Ministers and backbenchers, whose ambitions and livelihoods depend both on Mr Blair's successor and the condition of the Labour Party when it next faces the electorate, are bothered that the pace that Mr Blair has set seems to them to be governed more by his personal timetable than the long-term health of the government. They point out that Mr Blair's shrinking time horizon is his problem, not theirs. And, they add, it should not be the excuse to try and impose policies on the party that he had not previously dared to. When Mr Blair surprised everyone by announcing eight months before the last election that it would be his last, he did so because, having spent nearly all his political capital on an unpopular war, he felt vulnerable and hoped that he would win some breathing space. It worked, but it did not, say his critics, give him the freedom of action he is now claiming.
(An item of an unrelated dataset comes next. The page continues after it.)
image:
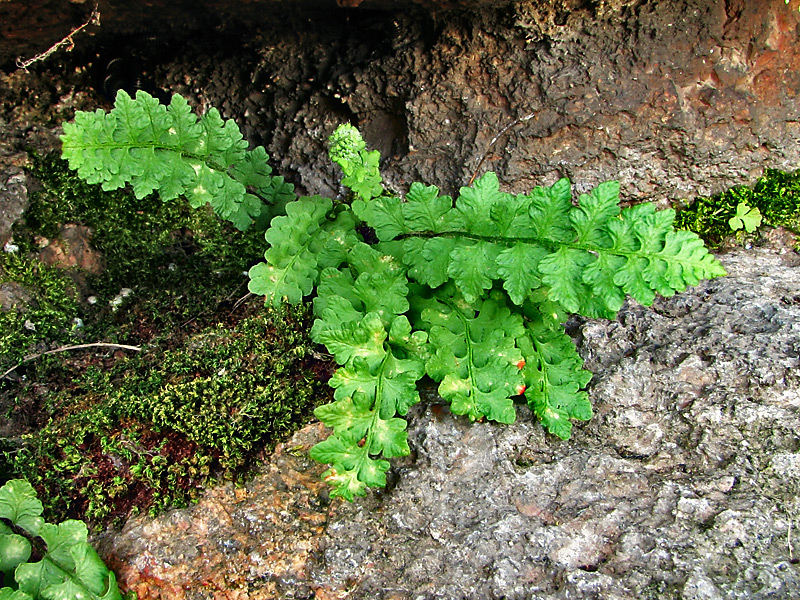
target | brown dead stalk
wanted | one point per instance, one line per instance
(94, 19)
There are real dangers here for Mr Blair. He may not have to face the voters again, but he will achieve little of what he wishes unless Labour MPs kick the habit of rebellion. That was tolerable when the government had parliamentary majorities of more than 160, but no longer now that Labour's majority is 66 (or 71 when allowance is made for the non-voting Sinn Fein MPs). Proof of the government's vulnerability came on Wednesday evening when its majority fell to one in a vote on controversial anti-terror legislation. Given that at least 20 MPs can be relied upon to vote against the government on almost any issue dear to Mr Blair's heart, only another 20 need to change their colours at any time to thwart the prime minister.

And, the way things are going, that should not be too difficult. In spite of some watering down, last week's education white paper was disagreeably strong medicine for the many Labour MPs who cling to the ideal of comprehensive schools and who see local education authorities as a force for good. John Hutton, Mr Blunkett's able but low-key successor, should prepare himself for a rough ride if Mr Blair gets his way with welfare reform. Before Christmas, the next stage of the health-service revolution will be revealed, no doubt confirming the worst fears of Labour traditionalists. Add into the mix Mr Blair's determination to take strategic decisions about updating the British nuclear deterrent and laying the ground for a new generation of nuclear power stations, and the potential for serial rebellion is clear.

Après Tony

Is there anything Mr Blair can do to head off trouble? Two things would help. The first is largely a matter of presentation. Mr Blair would almost certainly get more of what he wants done if he talked less about “pivotal moments” and more about building on existing policies. If you deliberately use language that frightens the horses, don't be surprised when they bolt.

The second, and most critical, is that he must somehow banish the growing suspicion within the party that he is indifferent to its future once he has gone. Nothing could be more lethal than the whispered suggestion by some Blairite ultras that his precious legacy might be safer with the Tories' David Cameron than with Mr Brown. Can Mr Blair do either of those things? He'd better try. If he doesn't he may find himself with as few political friends as the tragic Mr Blunkett.